The inevitable development of a relatively new organization, or the rumblings of further news on the horizon?

That’s the big question about today’s announcement from Campaign for Vermont, the Bruce Lisman-founded, Bruce Lisman-funded, Bruce Lisman-headed “grassroots” organization.

Well, no longer Bruce Lisman-headed, as it turns out.

Louise McCarren, a Charlotte resident with deep experience in public service and private business, has been elected by the board as the chair of Campaign for Vermont (CFV).

… The board also elected Mary Alice McKenzie as vice-chair and secretary, and Tom Pelham as treasurer.

The press release doesn’t say so, but McKenzie and Pelham were actually re-elected to positions they’d already occupied. The only change is McCarren in and Lisman out as board chair. McCarren is another classic CFV “outsider” type; she’s held a number of corporate positions (including President of Verizon Vermont) and has served on a brace of corporate and nonprofit boards, including National Life Group, Fletcher Allen, Vermont Public Television, and Vermont Law School. She was appointed chair of the state Public Service Board by then-Gov. Dick Snelling.

CFV spokesflack Shawn Shouldice says the election of a new chair is a natural move forward: “He [Lisman] has been saying all along that he wants the organization to become self-sustaining.” This includes the very informal beginnings of an effort to actually raise money from sources other than Lisman’s personal Wall Street fortune. Hey, there’s now a “Donate” button on the CFV website! Shouldice says the group has received “some minor contributions” so far.

Which raises the inevitable question — at least, inevitable in the minds of the political media — does this presage a Lisman candidacy for Governor?

drum roll, please…

I’d heard that CFV and/or Lisman had a big announcement scheduled for next week. But before I could even ask if that was true, Shouldice told me that there would be an announcement, and the subject would be the hiring of a paid staff person — an Executive Director. Late last year, CFV had advertised for two paid staff; they’re only hiring the one for now. I didn’t bother to ask for the new staffer’s name, because That Would Be Telling.

So unless this is all a big misdirection play, don’t expect a candidacy kickoff. “He has no plans to run for Governor,” says Shouldice.” He’s been very consistent about that.”

Yes, he has. Of course, the phrasing “no plans to run” leaves open the possibility of a new plan. But personally, I wouldn’t expect it, at least not so soon. I have no idea if Lisman is as self-deluded as other wealthy political failures (Rich Tarrant, Jack McMullen, Skip Vallee), but somehow I doubt it. He stands a better chance of influencing public policy by jumpstarting a plausibly centrist organization than by mounting (and self-funding) a longshot candidacy for Governor against an entrenched and deep-pocketed incumbent.

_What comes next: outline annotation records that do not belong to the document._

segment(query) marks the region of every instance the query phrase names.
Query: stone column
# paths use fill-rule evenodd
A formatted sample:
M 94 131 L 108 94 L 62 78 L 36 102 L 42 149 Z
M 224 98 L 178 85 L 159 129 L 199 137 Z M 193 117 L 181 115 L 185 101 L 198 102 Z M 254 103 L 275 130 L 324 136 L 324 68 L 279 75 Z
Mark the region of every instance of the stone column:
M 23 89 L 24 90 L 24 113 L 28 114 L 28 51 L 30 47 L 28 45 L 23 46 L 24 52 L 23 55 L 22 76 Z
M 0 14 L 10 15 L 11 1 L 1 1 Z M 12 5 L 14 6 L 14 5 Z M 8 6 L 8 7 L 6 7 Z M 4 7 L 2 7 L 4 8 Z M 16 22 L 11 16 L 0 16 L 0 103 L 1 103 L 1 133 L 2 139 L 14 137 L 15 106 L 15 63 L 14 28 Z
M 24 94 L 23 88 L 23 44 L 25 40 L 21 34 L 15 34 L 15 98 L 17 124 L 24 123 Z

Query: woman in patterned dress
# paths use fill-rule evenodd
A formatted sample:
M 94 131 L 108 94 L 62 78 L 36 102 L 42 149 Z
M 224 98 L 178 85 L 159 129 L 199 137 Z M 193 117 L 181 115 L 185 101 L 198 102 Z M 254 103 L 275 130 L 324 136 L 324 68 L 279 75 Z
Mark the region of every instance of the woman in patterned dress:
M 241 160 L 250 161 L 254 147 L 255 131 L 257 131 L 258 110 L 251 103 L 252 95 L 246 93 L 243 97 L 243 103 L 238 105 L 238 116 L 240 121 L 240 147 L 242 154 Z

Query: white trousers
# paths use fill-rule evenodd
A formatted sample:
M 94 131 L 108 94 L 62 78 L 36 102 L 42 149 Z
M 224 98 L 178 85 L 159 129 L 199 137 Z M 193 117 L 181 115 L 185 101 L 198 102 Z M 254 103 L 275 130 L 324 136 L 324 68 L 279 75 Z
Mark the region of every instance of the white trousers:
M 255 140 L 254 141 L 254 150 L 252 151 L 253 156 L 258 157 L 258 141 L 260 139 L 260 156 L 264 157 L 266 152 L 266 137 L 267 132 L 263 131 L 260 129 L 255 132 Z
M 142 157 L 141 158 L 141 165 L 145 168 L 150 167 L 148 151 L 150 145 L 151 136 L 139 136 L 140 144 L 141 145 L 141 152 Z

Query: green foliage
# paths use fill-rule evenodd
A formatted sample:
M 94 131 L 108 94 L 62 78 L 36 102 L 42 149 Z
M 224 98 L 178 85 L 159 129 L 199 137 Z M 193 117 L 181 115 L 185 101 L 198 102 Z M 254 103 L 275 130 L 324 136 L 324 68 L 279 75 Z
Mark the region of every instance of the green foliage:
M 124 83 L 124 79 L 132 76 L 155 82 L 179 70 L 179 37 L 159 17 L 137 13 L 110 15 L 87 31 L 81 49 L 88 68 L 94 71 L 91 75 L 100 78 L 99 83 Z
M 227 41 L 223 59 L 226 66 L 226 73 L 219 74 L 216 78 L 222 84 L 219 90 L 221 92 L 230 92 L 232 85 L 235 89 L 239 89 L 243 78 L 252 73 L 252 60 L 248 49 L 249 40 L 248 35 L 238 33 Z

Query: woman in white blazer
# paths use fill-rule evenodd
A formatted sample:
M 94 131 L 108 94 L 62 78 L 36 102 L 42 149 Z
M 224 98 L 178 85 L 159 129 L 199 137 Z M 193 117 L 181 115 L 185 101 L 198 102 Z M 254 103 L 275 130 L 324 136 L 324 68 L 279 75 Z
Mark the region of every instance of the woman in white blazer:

Still, it’s fun to speculate, isn’t it?  

5 thoughts on “Bruce Lisman steps aside

  1. While school budgets overwhelmingly passed, there’s mounting disgust over property tax increases.  What better time to announce a candidacy than when taxes and budgets are fresh on the minds of voters?  

  2. He’s creating a little calculated distance from CFV before taking a run in 2016, when there’s every possibility that Shumlin will be fishing upstream.

    He still believes that Vermonters were all born yesterday; but he’s already demonstrated a slyness that none of his predecessors ever had, so he could be a threat by then.

  3. As a member of Campaign for Vermont, I have spoken with Mr. Lismen many times – He is not a party person (Democrat, Republican, Progressive, whatever); he is conservative and interested in improving Vermont’s economic environment for business and individual citizens. He certainly is willing to put his money where his mouth is!  I found him unflappably nonpartisan, regardless of how badly the parties were acting at the moment – he would refuse to speak poorly of any individual – he was always focused on the issues and persuading folks to his point of view.   It would not surprise me to see him launch a concentrated effort to resolve one of Vermont’s most pressing problems (education, health care or governmental transparency).